So, I've been hearing a lot about the awesomeness of Solomonoff induction, at least as a theoretical framework. However, my admittedly limited understanding of Solomonoff induction suggests that it would form an epicly bad hypothesis if given a random string. So my question is, if I misunderstood, how does it deal with randomness? And if I understood correctly, isn't this a rather large gap?
Edit: Thanks for all the comments! My new understanding is that Solomonoff induction is able to understand that it is dealing with a random string (because it finds itself giving equal weight to programs that output a 1 or a 0 for the next bit), but despite that is designed to keep looking for a pattern forever. While this is a horrible use of resources, the SI is a theoretical framework that has infinite resources, so that's a meaningless criticism. Overall this seems acceptable, though if you want to actually implement a SI you'll need to instruct it on giving up. Furthermore, the SI will not include randomness as a distinct function in its hypothesis, which could lead to improper weighting of priors, but will still have good predictive power -- and considering that Solomonoff induction was only meant for computable functions, this is a pretty good result.
A truly perfectly random string isn't really interesting because nothing predicts it. So I'm going to talk about biased randomness.
I'm also going to assume we're working with the "outputs a single prediction" variant of Solomonoff Inductors, instead of the ones that output probability distributions (where the answer is kind of clearly "Yes they deal with it"). Oh, and I should note that Solomonoff Inductors are hilariously intractable, and unfortunately Cartesian in their workings.
With that aside...
Suppose you generate a random string by rolling a die and recording "Off" when it comes up 1, and "On" when it comes up 2,3,4,5, or 6. How well will a Solomonoff Inductor predict this sequence?
The thing to notice is that although the input is not algorithmic, it is compressible. Because "On" is so much more likely than "Off", we can save space by using shorter encodings for strings like "On On On" than for "Off Off Off". In fact, by using Arithmetic Coding, we can re-encode our sequences to use only 65% as many On/Off characters (on average).
When you do Solomonoff Induction, the next prediction is dominated by the shortest programs that haven't been eliminated. What will these programs look like in the case of our biased sequence? They will be a compressed encoding of the sequence, alongside a decoder.

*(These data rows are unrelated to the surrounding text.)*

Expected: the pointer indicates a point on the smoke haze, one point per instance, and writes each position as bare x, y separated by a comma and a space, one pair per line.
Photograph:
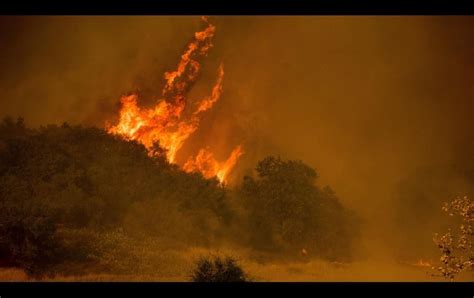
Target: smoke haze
373, 103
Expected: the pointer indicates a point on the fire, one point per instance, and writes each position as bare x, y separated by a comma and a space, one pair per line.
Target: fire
167, 123
210, 167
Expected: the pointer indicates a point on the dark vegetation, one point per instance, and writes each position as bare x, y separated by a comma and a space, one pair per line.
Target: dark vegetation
75, 198
218, 269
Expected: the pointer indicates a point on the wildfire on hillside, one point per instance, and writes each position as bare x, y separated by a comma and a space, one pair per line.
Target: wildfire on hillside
167, 124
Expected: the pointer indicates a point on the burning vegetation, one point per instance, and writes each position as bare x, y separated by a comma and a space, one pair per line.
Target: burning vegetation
131, 199
167, 124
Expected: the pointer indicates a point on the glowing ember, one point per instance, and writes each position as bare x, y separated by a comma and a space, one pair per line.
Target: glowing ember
165, 123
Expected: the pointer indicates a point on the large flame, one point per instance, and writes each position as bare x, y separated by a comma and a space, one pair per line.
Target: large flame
166, 124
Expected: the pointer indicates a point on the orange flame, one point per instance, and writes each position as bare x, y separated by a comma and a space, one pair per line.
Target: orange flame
165, 123
210, 167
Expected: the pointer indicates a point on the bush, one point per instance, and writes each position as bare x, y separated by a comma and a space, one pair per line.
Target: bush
287, 212
218, 269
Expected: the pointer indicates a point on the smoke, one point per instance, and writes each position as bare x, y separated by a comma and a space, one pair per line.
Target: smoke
370, 102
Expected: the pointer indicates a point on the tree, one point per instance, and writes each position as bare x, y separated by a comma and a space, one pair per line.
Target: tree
218, 269
457, 250
287, 211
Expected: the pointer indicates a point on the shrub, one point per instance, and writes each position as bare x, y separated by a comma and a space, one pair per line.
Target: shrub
218, 269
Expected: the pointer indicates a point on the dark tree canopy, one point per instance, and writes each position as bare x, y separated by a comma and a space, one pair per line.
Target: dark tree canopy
287, 211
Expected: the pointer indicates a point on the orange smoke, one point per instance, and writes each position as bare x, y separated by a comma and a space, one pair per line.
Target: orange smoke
165, 124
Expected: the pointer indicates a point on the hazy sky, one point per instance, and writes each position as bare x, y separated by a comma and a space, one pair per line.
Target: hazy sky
365, 100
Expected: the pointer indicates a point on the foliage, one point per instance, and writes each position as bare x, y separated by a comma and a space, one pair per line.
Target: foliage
218, 269
76, 199
287, 211
85, 179
457, 250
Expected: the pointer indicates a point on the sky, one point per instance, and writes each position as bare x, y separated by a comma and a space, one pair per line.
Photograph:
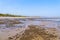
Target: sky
43, 8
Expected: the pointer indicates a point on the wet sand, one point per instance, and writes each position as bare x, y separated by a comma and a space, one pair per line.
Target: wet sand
10, 29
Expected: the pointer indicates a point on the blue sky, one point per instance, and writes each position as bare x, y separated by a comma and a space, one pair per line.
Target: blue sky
44, 8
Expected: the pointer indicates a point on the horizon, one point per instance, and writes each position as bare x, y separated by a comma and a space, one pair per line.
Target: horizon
43, 8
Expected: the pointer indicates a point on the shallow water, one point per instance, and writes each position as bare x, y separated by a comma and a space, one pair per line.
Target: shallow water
8, 31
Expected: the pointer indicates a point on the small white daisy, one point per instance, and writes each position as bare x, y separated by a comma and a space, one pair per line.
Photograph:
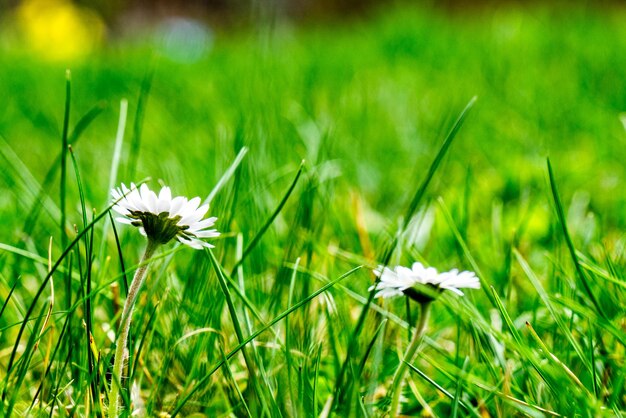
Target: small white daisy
162, 218
401, 281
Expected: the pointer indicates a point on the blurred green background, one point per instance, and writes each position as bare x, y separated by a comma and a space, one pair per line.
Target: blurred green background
365, 92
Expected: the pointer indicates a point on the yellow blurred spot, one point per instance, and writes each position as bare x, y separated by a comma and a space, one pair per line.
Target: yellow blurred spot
58, 30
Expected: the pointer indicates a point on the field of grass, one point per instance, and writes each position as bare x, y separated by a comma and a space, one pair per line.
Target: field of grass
325, 150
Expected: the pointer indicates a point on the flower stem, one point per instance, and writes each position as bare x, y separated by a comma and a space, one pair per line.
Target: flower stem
398, 377
122, 339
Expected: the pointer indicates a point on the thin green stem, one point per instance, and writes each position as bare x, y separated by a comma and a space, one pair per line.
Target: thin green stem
398, 377
122, 338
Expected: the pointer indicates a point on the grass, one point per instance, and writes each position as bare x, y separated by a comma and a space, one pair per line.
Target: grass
277, 319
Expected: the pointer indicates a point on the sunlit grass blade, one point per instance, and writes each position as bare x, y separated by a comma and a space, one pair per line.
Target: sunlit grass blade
270, 220
340, 389
264, 397
64, 145
187, 396
142, 103
570, 245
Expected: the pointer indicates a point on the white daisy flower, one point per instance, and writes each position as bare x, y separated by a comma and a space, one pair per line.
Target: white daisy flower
401, 281
162, 218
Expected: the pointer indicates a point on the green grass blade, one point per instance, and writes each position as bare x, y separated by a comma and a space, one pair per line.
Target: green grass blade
185, 398
340, 389
64, 144
142, 102
570, 245
270, 220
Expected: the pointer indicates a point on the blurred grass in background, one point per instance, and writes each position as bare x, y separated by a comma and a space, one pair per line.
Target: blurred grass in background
366, 101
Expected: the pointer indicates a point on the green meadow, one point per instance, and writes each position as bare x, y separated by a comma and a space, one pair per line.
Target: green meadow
491, 140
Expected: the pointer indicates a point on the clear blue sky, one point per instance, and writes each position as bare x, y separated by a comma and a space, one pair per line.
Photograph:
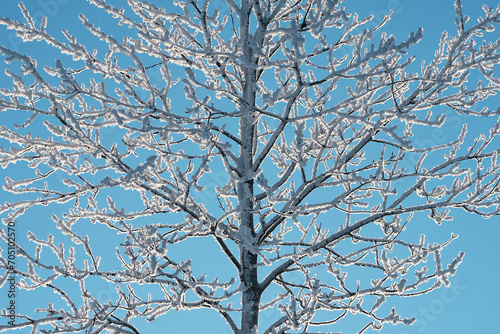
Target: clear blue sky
469, 306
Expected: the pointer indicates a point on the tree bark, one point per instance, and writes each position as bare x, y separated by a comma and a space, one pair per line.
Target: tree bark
250, 298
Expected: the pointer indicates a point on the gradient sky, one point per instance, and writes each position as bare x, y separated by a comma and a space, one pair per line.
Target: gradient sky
470, 305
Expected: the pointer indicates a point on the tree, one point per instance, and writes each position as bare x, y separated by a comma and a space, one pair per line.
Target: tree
309, 117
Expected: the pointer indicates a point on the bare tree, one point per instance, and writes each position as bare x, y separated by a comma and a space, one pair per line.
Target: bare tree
309, 118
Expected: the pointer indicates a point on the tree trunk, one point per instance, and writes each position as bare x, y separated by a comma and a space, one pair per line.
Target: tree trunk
250, 299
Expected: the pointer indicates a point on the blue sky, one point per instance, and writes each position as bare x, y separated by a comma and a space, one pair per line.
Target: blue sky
468, 306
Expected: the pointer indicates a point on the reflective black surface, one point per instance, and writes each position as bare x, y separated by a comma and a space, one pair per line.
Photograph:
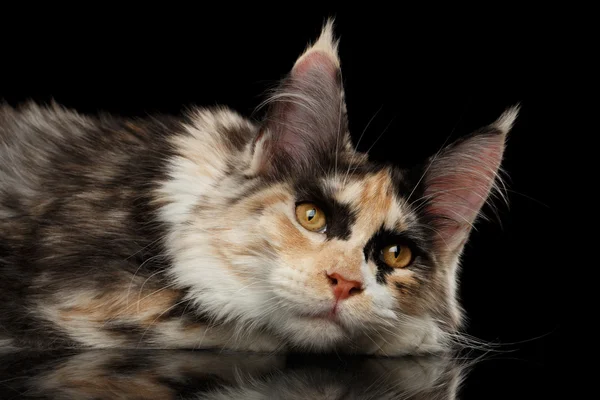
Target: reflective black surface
161, 374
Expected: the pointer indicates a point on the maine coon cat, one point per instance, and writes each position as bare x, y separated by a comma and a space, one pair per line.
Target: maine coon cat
211, 230
168, 374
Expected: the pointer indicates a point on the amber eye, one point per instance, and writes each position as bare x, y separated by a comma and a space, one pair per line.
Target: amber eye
397, 255
311, 217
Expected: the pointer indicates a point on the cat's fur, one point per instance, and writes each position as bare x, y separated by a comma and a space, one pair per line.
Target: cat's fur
181, 232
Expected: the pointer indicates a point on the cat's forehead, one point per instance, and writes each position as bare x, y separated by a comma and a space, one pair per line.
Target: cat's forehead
374, 198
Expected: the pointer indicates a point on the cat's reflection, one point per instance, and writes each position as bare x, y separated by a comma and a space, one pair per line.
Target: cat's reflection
123, 374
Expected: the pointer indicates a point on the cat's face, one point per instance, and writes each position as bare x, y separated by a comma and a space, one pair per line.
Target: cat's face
308, 239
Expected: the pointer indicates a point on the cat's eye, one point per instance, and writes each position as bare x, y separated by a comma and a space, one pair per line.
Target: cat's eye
397, 255
311, 217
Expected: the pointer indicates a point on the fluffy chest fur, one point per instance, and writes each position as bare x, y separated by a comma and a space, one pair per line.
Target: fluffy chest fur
198, 231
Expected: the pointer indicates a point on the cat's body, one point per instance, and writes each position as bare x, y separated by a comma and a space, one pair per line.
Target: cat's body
186, 232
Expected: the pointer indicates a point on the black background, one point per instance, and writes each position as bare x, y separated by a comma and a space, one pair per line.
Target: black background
421, 81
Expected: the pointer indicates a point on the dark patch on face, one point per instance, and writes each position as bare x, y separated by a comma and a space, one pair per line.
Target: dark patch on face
385, 237
340, 217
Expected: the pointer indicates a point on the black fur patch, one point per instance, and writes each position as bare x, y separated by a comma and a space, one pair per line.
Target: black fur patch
384, 237
340, 218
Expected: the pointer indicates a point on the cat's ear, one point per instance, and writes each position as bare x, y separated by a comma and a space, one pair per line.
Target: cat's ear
459, 179
306, 121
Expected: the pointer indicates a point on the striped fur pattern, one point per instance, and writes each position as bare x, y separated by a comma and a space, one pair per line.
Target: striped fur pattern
181, 232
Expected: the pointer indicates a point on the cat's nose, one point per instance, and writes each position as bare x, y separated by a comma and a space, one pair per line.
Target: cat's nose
342, 287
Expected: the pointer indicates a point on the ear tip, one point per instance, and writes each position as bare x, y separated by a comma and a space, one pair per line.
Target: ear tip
507, 120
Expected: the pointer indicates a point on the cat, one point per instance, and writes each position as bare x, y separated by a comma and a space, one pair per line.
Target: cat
211, 230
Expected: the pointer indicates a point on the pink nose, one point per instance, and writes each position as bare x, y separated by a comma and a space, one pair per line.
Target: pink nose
342, 287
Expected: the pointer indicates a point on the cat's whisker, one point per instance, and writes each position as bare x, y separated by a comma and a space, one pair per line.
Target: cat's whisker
358, 143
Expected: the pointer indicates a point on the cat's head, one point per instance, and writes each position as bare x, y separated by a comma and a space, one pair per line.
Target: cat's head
307, 238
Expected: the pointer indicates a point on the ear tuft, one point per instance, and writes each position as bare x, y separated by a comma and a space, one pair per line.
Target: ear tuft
506, 121
326, 45
460, 178
306, 123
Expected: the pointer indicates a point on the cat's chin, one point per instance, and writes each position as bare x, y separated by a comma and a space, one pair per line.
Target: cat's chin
314, 332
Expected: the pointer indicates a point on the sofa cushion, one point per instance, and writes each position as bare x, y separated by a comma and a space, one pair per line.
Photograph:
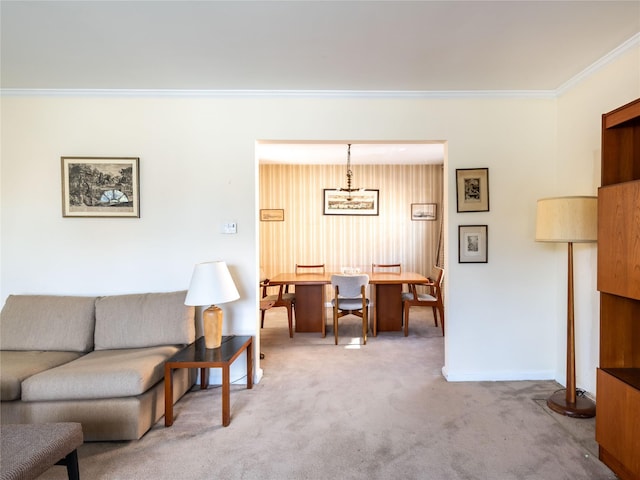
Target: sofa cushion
47, 322
100, 374
143, 320
16, 366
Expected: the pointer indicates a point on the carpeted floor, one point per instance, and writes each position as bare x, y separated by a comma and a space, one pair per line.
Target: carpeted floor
380, 411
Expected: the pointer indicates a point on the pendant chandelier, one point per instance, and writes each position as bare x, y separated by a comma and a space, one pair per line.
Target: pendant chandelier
349, 189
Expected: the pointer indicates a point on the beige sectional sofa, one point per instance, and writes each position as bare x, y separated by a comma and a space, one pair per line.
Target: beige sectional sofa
94, 360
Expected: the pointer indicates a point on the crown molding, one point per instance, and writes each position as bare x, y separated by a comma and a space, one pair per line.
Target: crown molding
146, 93
633, 42
593, 68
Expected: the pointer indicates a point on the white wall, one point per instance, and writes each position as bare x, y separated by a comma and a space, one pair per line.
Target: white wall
198, 169
578, 170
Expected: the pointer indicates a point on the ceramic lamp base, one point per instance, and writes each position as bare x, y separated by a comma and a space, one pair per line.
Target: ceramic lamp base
212, 324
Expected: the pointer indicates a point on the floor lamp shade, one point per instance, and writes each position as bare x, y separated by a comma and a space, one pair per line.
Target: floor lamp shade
568, 220
211, 283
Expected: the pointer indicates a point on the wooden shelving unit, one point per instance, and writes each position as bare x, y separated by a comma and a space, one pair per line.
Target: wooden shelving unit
618, 379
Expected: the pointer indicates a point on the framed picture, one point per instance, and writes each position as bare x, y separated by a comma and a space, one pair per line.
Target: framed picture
100, 187
272, 215
423, 211
361, 202
472, 189
472, 244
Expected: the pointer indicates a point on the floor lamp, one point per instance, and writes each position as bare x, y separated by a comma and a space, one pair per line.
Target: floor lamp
568, 220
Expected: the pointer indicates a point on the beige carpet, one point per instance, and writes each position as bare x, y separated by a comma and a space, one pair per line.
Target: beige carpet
380, 411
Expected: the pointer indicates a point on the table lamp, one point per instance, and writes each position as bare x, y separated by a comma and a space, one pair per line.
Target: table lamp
211, 283
568, 220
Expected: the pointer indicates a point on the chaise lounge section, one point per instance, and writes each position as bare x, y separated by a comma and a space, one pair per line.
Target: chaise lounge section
97, 361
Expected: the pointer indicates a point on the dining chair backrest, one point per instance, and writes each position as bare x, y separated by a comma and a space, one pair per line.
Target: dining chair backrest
349, 286
386, 266
318, 266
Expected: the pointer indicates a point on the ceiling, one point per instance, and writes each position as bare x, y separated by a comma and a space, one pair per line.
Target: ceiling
350, 47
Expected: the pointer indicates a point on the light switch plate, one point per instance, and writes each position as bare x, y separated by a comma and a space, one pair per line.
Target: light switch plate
229, 227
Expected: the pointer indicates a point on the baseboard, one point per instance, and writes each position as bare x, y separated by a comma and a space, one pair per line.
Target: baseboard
497, 376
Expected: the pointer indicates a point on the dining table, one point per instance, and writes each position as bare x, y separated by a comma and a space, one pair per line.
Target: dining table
311, 298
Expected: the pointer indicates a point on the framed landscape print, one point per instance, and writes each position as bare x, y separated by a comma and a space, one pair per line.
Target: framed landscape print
100, 187
423, 211
472, 244
272, 215
360, 202
472, 189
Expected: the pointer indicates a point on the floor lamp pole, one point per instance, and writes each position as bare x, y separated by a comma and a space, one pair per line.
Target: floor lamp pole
566, 401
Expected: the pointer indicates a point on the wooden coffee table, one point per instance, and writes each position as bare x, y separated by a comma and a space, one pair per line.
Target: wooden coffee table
196, 355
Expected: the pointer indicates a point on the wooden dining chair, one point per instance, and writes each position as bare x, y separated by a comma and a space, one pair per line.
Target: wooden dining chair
433, 299
274, 300
306, 268
350, 298
386, 266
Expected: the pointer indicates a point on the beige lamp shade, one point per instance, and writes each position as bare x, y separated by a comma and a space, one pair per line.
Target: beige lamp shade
567, 219
211, 283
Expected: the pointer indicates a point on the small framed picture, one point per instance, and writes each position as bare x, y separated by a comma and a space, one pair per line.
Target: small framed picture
472, 244
100, 187
272, 215
472, 189
423, 211
359, 202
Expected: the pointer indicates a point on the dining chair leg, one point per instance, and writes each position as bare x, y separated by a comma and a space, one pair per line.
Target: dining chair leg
365, 326
290, 318
406, 321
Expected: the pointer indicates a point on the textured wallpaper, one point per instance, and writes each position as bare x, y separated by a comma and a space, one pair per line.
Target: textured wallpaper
308, 236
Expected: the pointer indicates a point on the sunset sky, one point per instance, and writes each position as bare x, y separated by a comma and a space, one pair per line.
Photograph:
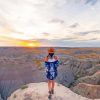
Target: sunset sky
70, 23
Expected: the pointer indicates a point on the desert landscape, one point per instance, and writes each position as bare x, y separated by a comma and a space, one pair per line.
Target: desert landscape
79, 69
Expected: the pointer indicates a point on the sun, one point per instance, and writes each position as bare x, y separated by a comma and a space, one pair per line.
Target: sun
31, 45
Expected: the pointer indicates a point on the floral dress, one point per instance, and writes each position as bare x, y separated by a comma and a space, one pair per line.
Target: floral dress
51, 66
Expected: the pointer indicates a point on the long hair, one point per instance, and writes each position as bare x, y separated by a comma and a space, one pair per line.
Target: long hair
51, 55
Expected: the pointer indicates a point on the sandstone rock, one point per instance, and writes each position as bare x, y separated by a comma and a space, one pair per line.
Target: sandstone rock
93, 79
87, 90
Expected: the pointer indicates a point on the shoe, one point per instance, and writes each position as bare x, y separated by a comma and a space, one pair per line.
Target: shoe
52, 91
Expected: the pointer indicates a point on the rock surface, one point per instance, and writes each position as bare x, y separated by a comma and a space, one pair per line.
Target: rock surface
39, 91
87, 90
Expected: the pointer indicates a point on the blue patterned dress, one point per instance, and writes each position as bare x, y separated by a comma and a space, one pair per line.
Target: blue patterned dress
51, 69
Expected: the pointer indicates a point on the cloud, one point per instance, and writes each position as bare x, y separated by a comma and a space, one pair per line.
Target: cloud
92, 2
88, 32
56, 20
74, 25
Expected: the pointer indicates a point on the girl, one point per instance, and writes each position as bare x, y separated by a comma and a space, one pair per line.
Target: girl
51, 64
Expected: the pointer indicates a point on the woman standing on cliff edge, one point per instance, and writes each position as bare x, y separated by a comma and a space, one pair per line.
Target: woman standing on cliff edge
51, 65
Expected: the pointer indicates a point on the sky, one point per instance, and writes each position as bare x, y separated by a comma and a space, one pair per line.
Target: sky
63, 23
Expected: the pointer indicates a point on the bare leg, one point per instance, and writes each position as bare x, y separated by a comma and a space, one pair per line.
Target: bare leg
49, 85
53, 84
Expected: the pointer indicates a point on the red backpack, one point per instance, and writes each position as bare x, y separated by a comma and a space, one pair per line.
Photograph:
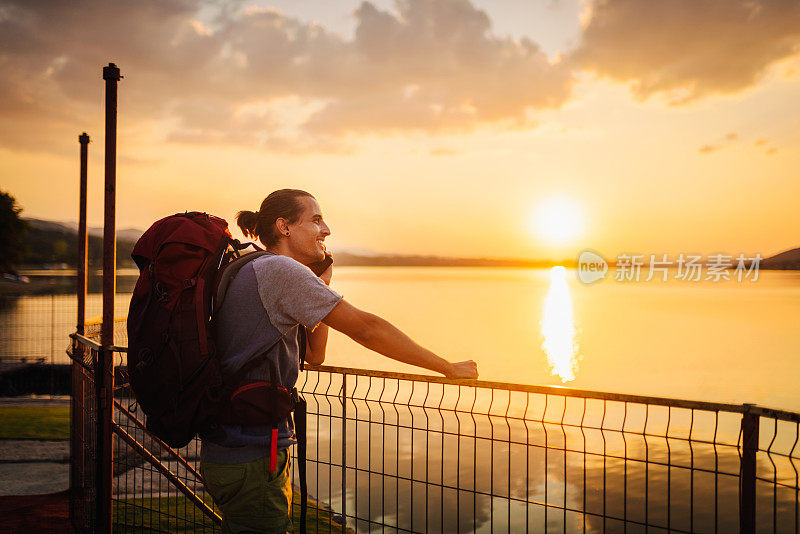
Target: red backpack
172, 364
185, 263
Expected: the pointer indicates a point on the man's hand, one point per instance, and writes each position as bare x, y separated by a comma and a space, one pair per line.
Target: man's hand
377, 334
327, 275
467, 369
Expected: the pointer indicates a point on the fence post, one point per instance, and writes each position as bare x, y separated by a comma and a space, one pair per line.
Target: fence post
747, 474
344, 453
76, 433
105, 365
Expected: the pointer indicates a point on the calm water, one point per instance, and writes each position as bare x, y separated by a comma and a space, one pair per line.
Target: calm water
729, 342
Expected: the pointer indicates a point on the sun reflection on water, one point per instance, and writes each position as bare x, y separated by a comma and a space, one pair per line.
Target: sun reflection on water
558, 328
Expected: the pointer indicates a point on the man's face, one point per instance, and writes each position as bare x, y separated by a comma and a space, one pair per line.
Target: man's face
307, 235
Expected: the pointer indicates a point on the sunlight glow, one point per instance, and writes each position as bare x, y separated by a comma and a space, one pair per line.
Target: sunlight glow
558, 220
558, 328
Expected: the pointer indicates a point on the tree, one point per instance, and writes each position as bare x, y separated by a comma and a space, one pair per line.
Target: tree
12, 233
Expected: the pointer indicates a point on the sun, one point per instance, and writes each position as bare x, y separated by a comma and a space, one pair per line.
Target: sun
558, 220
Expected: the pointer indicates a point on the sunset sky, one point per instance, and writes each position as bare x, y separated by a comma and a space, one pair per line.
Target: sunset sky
438, 127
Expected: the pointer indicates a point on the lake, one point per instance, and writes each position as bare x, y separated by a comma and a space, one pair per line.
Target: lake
729, 342
717, 341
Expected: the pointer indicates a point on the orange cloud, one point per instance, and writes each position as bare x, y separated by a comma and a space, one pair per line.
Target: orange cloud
431, 66
687, 49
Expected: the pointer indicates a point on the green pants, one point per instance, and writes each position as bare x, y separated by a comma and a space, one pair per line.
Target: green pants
252, 498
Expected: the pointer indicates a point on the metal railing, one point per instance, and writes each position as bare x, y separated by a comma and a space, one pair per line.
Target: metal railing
415, 453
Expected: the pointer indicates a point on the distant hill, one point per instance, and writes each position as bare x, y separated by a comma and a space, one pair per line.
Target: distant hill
789, 259
52, 243
56, 243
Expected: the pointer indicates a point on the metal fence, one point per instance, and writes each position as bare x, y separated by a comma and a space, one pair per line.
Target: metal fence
34, 332
412, 453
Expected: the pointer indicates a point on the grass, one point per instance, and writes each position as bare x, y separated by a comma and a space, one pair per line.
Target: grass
34, 422
178, 514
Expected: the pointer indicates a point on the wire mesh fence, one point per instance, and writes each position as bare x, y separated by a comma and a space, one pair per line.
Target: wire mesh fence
34, 332
410, 453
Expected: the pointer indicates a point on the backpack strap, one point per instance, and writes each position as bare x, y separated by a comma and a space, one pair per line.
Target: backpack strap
303, 341
229, 272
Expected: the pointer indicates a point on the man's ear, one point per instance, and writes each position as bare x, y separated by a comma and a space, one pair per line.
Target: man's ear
282, 225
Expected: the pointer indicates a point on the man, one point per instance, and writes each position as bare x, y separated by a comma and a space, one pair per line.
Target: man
273, 297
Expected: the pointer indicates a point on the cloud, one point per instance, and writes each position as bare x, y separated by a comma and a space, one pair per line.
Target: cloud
687, 49
708, 149
431, 65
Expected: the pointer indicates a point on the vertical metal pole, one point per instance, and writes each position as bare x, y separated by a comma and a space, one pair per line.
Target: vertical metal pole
52, 344
344, 453
105, 365
747, 476
83, 257
77, 394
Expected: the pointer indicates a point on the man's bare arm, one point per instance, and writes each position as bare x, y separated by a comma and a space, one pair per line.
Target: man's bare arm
379, 335
317, 341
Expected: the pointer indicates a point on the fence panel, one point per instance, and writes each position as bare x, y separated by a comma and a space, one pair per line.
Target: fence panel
410, 453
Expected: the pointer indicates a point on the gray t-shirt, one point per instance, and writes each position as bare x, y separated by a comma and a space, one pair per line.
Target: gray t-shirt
270, 297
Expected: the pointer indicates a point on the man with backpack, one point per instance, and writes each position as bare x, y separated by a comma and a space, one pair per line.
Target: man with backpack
274, 310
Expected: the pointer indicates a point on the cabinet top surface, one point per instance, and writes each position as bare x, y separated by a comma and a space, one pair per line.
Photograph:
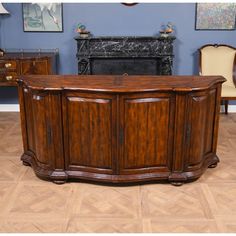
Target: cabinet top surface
26, 55
121, 84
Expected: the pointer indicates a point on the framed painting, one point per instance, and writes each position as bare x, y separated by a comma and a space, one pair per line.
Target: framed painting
215, 16
42, 17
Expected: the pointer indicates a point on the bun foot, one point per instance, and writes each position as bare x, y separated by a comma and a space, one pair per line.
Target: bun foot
177, 184
59, 181
25, 163
213, 165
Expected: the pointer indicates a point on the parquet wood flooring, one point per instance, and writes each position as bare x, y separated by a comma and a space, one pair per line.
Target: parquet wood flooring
28, 204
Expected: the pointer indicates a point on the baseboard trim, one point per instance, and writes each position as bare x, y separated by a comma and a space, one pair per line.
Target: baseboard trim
9, 108
16, 108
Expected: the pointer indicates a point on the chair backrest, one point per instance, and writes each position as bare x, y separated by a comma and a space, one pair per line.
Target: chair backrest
218, 59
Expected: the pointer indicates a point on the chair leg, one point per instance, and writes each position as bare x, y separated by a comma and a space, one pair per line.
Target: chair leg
226, 106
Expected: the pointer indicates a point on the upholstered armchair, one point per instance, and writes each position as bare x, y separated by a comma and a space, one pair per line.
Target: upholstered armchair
220, 59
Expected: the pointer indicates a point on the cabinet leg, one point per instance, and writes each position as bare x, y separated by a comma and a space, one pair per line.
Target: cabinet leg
25, 163
59, 181
177, 184
213, 165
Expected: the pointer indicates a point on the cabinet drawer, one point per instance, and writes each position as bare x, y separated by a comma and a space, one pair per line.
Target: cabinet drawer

The encoding schemes that best match the input will dominate the predictions, and these will be the ones that model it as a biased random sequence and assume the right probability (like a well tuned arithmetic coder).
What do you get when you look at an arithmetic coder's next output, giving it a perfectly random input if it needs more data before producing another output? You get a biased random value. In our case it will be "On" about 5/6 of the time, and "Off" 1/6 of the time.
So, when the Solomonoff Inductor looks at the next output when making a prediction... a whole bunch of the shortest programs are outputting "On" 5/6 of the time and "Off" 1/6 of the time. Which will push the predictions towards the right probabilities! Instead of a single program determining the prediction, we get a huge group of programs working together to push the prediction in the right direction.
There will still be skew in the results. It's not hard to come up with program encodings that strongly favor "Off", for example. Nevertheless, there is at least some built-in functionality for dealing with randomness.
What do you mean? If you feed SI a stream of i.i.d. random bits which are 1 with probability 5/6 and 0 with probability 1/6, then SI's beliefs about the next bit will converge to the true distribution pretty fast, no matter what encoding of programs is used. The easiest way to see that is by noticing that the true distribution is computable (which just means the probability of any bit string is computable from that bit string), therefore it can't get a higher log score than SI in the long run (there's a general result saying that).